One of the things that I really enjoy doing during the course of the various editions of the Galaxy is playing live music. To me, the ultimate expression of what a band – jazz, rock, country, or whatever – represents is the experience of seeing and/or hearing them on stage, bringing their music to life. One excellent example of such a representative recording is the classic Deep Purple double-disc set, Made in Japan. Highlighted by a burning (no pun intended) rendition of Smoke on the Water, the album, which had originally been intended by the band to be limited to a Japanese-only release, went platinum within 2 weeks of its release. This rendition of Smoke on the Water was packaged with the recorded version from Machine head and released as a single, and ended up serving as an introduction for many American listeners to the abilities that Deep Purple brought to the stage.
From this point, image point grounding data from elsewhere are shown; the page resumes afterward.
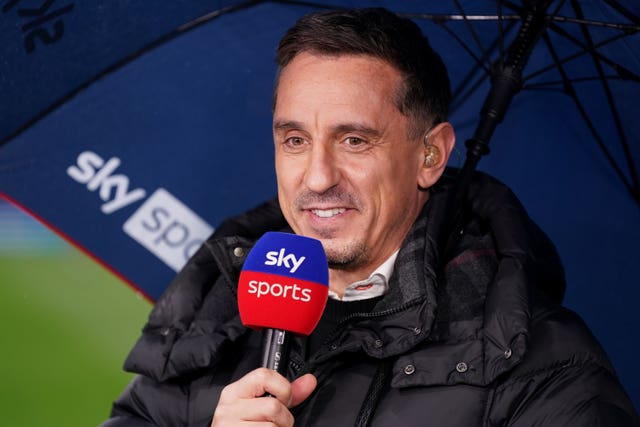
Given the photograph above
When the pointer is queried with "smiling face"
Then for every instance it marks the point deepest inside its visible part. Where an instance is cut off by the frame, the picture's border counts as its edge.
(347, 174)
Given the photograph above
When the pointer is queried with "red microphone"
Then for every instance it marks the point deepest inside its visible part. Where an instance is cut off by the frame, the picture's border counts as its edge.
(283, 290)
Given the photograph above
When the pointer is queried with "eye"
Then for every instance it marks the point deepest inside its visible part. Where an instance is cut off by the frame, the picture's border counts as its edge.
(294, 143)
(355, 143)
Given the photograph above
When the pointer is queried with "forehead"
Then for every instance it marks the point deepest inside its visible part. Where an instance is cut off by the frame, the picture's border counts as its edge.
(338, 81)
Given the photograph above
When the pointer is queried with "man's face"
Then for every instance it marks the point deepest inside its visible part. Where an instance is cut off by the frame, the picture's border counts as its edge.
(346, 170)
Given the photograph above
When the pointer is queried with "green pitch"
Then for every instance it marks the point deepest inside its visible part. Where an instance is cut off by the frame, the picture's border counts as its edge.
(67, 325)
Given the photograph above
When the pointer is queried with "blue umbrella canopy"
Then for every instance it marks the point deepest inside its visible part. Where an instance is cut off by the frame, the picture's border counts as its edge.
(133, 128)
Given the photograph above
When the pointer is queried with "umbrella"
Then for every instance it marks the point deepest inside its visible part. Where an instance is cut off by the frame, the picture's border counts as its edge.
(133, 128)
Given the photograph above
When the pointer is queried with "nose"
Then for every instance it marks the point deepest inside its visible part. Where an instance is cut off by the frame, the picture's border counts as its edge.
(322, 171)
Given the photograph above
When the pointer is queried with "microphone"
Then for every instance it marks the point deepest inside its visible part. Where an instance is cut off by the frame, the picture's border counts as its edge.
(283, 289)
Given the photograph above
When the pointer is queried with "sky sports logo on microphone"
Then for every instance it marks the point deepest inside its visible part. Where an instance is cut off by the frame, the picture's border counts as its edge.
(284, 283)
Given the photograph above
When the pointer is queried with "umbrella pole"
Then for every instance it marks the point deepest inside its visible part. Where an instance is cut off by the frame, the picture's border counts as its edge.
(506, 81)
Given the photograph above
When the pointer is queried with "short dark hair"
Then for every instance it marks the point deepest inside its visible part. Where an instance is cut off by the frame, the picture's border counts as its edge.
(426, 92)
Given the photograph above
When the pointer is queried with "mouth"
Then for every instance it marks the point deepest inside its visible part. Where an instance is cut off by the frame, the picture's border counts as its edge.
(327, 213)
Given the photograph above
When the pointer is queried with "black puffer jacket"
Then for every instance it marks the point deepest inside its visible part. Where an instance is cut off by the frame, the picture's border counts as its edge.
(481, 341)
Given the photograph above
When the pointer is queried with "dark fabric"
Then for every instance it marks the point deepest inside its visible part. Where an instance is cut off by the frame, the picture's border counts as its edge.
(478, 338)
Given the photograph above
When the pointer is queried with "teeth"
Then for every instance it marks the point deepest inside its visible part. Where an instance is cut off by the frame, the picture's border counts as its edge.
(328, 213)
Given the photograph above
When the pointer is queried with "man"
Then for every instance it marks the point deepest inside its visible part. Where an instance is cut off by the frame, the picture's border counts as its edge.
(416, 332)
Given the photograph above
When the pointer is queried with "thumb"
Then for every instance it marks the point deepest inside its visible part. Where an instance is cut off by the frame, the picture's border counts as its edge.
(301, 388)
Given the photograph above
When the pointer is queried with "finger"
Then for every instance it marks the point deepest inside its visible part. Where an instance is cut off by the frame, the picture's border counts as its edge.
(256, 384)
(301, 388)
(256, 410)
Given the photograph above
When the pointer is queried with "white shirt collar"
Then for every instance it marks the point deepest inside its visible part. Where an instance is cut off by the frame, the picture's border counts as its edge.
(377, 284)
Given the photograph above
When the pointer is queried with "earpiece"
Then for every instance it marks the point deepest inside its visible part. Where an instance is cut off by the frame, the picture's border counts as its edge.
(432, 156)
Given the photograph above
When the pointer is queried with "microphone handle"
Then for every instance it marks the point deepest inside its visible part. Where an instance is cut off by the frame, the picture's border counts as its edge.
(276, 350)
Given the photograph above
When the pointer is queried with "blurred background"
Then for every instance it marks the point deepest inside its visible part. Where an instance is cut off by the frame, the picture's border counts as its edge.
(67, 325)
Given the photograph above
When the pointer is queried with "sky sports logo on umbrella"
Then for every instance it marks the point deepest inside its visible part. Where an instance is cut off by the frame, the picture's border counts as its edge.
(163, 224)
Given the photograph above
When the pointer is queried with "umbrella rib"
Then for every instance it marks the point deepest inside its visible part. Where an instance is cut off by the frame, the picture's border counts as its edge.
(464, 46)
(473, 33)
(612, 105)
(624, 11)
(571, 92)
(465, 88)
(547, 84)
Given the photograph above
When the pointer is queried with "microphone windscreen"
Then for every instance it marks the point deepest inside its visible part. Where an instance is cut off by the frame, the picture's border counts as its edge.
(284, 283)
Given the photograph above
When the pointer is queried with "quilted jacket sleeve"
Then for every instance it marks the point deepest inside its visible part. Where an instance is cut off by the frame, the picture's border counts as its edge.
(558, 385)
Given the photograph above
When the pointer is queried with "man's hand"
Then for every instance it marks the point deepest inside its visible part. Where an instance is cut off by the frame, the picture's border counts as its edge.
(244, 401)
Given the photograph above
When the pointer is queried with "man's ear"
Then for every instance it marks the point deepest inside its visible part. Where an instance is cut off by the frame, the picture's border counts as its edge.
(437, 146)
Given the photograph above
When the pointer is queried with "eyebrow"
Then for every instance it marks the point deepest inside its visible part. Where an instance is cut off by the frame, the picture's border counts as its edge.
(340, 128)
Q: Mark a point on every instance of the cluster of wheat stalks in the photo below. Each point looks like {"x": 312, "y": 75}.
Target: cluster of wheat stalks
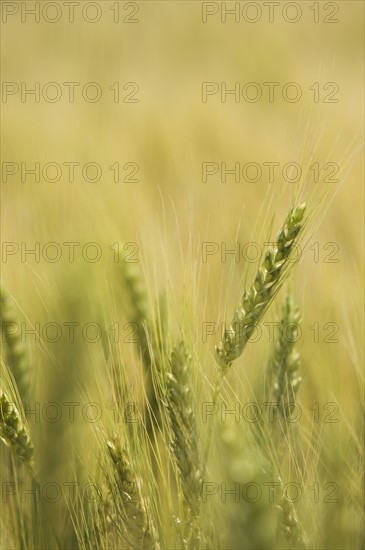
{"x": 151, "y": 475}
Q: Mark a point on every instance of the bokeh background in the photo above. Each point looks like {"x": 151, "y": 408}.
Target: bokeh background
{"x": 169, "y": 211}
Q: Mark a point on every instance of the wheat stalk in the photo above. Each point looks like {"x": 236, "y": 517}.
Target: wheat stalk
{"x": 134, "y": 283}
{"x": 184, "y": 442}
{"x": 14, "y": 432}
{"x": 256, "y": 300}
{"x": 136, "y": 526}
{"x": 284, "y": 364}
{"x": 15, "y": 354}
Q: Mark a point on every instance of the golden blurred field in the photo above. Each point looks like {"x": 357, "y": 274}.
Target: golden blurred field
{"x": 169, "y": 212}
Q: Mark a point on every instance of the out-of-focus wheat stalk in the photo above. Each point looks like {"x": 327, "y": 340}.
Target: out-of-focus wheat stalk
{"x": 184, "y": 442}
{"x": 133, "y": 519}
{"x": 15, "y": 352}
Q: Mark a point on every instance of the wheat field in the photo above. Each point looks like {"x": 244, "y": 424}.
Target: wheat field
{"x": 182, "y": 272}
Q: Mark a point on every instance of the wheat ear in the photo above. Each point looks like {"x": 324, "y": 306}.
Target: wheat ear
{"x": 285, "y": 361}
{"x": 15, "y": 354}
{"x": 256, "y": 300}
{"x": 184, "y": 442}
{"x": 14, "y": 432}
{"x": 135, "y": 526}
{"x": 134, "y": 283}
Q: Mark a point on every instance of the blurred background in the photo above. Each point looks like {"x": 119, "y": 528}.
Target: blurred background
{"x": 159, "y": 134}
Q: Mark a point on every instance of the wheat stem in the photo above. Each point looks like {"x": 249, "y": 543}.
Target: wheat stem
{"x": 256, "y": 300}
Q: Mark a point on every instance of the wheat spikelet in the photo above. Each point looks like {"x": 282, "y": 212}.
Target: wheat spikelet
{"x": 289, "y": 523}
{"x": 15, "y": 350}
{"x": 284, "y": 364}
{"x": 132, "y": 519}
{"x": 184, "y": 438}
{"x": 14, "y": 432}
{"x": 134, "y": 283}
{"x": 256, "y": 300}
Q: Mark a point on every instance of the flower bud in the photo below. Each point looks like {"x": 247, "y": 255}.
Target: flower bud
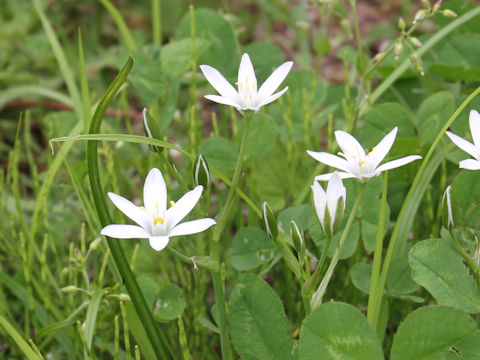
{"x": 449, "y": 13}
{"x": 417, "y": 62}
{"x": 95, "y": 244}
{"x": 269, "y": 221}
{"x": 70, "y": 289}
{"x": 297, "y": 238}
{"x": 415, "y": 41}
{"x": 397, "y": 50}
{"x": 419, "y": 16}
{"x": 151, "y": 129}
{"x": 201, "y": 173}
{"x": 330, "y": 205}
{"x": 447, "y": 209}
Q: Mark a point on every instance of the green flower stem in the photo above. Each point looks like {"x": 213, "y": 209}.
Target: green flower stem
{"x": 215, "y": 246}
{"x": 158, "y": 343}
{"x": 223, "y": 216}
{"x": 396, "y": 246}
{"x": 468, "y": 259}
{"x": 318, "y": 295}
{"x": 375, "y": 298}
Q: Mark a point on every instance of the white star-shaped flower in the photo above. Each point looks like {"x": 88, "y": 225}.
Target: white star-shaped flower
{"x": 468, "y": 147}
{"x": 247, "y": 97}
{"x": 155, "y": 222}
{"x": 355, "y": 163}
{"x": 330, "y": 204}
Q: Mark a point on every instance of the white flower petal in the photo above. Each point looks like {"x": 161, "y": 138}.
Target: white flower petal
{"x": 463, "y": 144}
{"x": 379, "y": 152}
{"x": 343, "y": 175}
{"x": 397, "y": 163}
{"x": 182, "y": 207}
{"x": 222, "y": 100}
{"x": 274, "y": 80}
{"x": 192, "y": 227}
{"x": 474, "y": 121}
{"x": 330, "y": 160}
{"x": 158, "y": 242}
{"x": 335, "y": 188}
{"x": 470, "y": 164}
{"x": 155, "y": 192}
{"x": 349, "y": 145}
{"x": 140, "y": 216}
{"x": 245, "y": 70}
{"x": 125, "y": 232}
{"x": 272, "y": 98}
{"x": 320, "y": 201}
{"x": 219, "y": 82}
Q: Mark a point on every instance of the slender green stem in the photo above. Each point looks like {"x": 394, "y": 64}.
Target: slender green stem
{"x": 158, "y": 342}
{"x": 374, "y": 298}
{"x": 318, "y": 295}
{"x": 311, "y": 283}
{"x": 157, "y": 21}
{"x": 215, "y": 246}
{"x": 399, "y": 237}
{"x": 223, "y": 217}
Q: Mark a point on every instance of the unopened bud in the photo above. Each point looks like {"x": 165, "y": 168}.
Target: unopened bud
{"x": 269, "y": 221}
{"x": 449, "y": 13}
{"x": 415, "y": 41}
{"x": 69, "y": 289}
{"x": 201, "y": 173}
{"x": 448, "y": 209}
{"x": 120, "y": 297}
{"x": 297, "y": 238}
{"x": 419, "y": 16}
{"x": 397, "y": 50}
{"x": 95, "y": 244}
{"x": 417, "y": 62}
{"x": 378, "y": 57}
{"x": 151, "y": 129}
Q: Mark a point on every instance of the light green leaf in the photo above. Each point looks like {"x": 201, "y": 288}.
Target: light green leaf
{"x": 21, "y": 343}
{"x": 220, "y": 153}
{"x": 338, "y": 331}
{"x": 251, "y": 248}
{"x": 433, "y": 114}
{"x": 170, "y": 303}
{"x": 437, "y": 266}
{"x": 257, "y": 320}
{"x": 437, "y": 333}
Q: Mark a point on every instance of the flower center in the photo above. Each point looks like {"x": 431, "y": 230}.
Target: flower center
{"x": 247, "y": 88}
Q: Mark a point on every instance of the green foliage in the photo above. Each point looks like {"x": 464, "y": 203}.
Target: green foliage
{"x": 259, "y": 328}
{"x": 338, "y": 331}
{"x": 436, "y": 332}
{"x": 439, "y": 268}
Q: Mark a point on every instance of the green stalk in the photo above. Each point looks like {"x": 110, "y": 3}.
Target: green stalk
{"x": 402, "y": 225}
{"x": 158, "y": 343}
{"x": 318, "y": 295}
{"x": 157, "y": 21}
{"x": 215, "y": 246}
{"x": 374, "y": 299}
{"x": 470, "y": 262}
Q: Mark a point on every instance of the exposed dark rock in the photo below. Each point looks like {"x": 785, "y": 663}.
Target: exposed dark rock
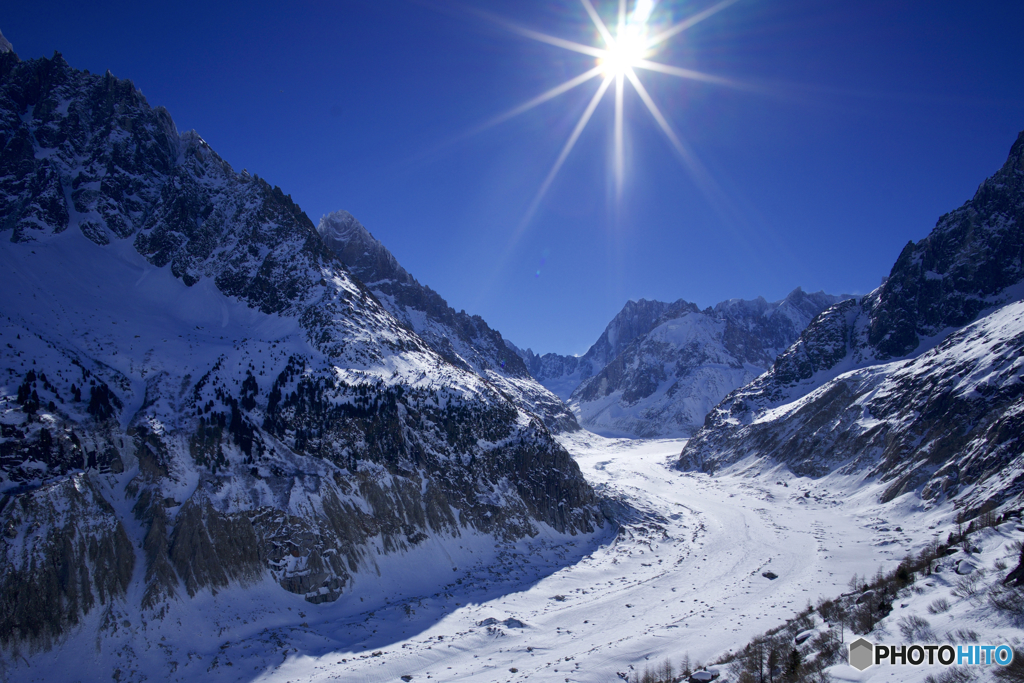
{"x": 946, "y": 418}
The Czech composer Antonín Dvořák was brought to America in 1892 to serve as director of the National Conservatory of Music of America. The conservatory was part of an effort to create, in the words of founder Jeannette Thurber, a “national musical spirit”, and was modeled after the Paris Conservatory (graduates include such famous names as Georges Bizet, Paul Dukas, Claude Debussy, Neville Marriner, among others) and other similar institutions around Europe (which proved to be of great assistance to the likes of Pytor Tchaikovsky, Nicolai Rimsky-Korsakov and Modest Moussorgsky, among others). When Dvořák’s arrived in New York City, he expressed the goal of “finding American music” and using it in his music, much like he had with Czech folk music (part of a trend towards nationalism in compositions, led by composers such as Jan Sibelius and Edvard Grieg, and which can be extended to include the likes of Richard Wagner).
“I am convinced that the future music of this country must be founded on what are called Negro melodies. These can be the foundation of a serious and original school of composition, to be developed in the United States. These beautiful and varied themes are the product of the soil. They are the folk songs of America and your composers must turn to them.”
Interestingly enough, when the result of this research, his Symphony No. 9 in E Minor (subtitled “From The New World) was premiered in December of 1893, it had as much to do with the music of his native Bohemia as it did with American musical idioms (note the suggestion of the “Three Blind Mice” melody during the Fourth Movement), although there is some influence, especially in the second movement, which features a theme commonly referred to as “Goin’ Home”. Tonight’s rendition of this great piece of music was performed by the New York Philharmonic Orchestra under the conduction of Kurt Masur.
We then heard a few cuts from the classic Superfly soundtrack by Curtis Mayfield. Written as the soundtrack to a 1972 Gordon Parks Jr. movie, the soundtrack was itself a classic on multiple levels, and the album is notable for its anti-drug lyrical emphasis. Two songs from the soundtrack established themselves at the top of the charts, Freddie’s Dead and the title track. We heard those two songs, plus a great album cut, Pusherman.
We then heard a few cuts from the great soul singer Al Green. We heard Tired of Being Alone (his first gold single), Here I Am (Come and Take Me), Let’s Stay Together, and finishing up with I Can’t Get Next To You. We then closed out the night with some Parliament Funkadelic – Friday Night, August 14th (from Free Your Mind, and Your Ass Will Follow).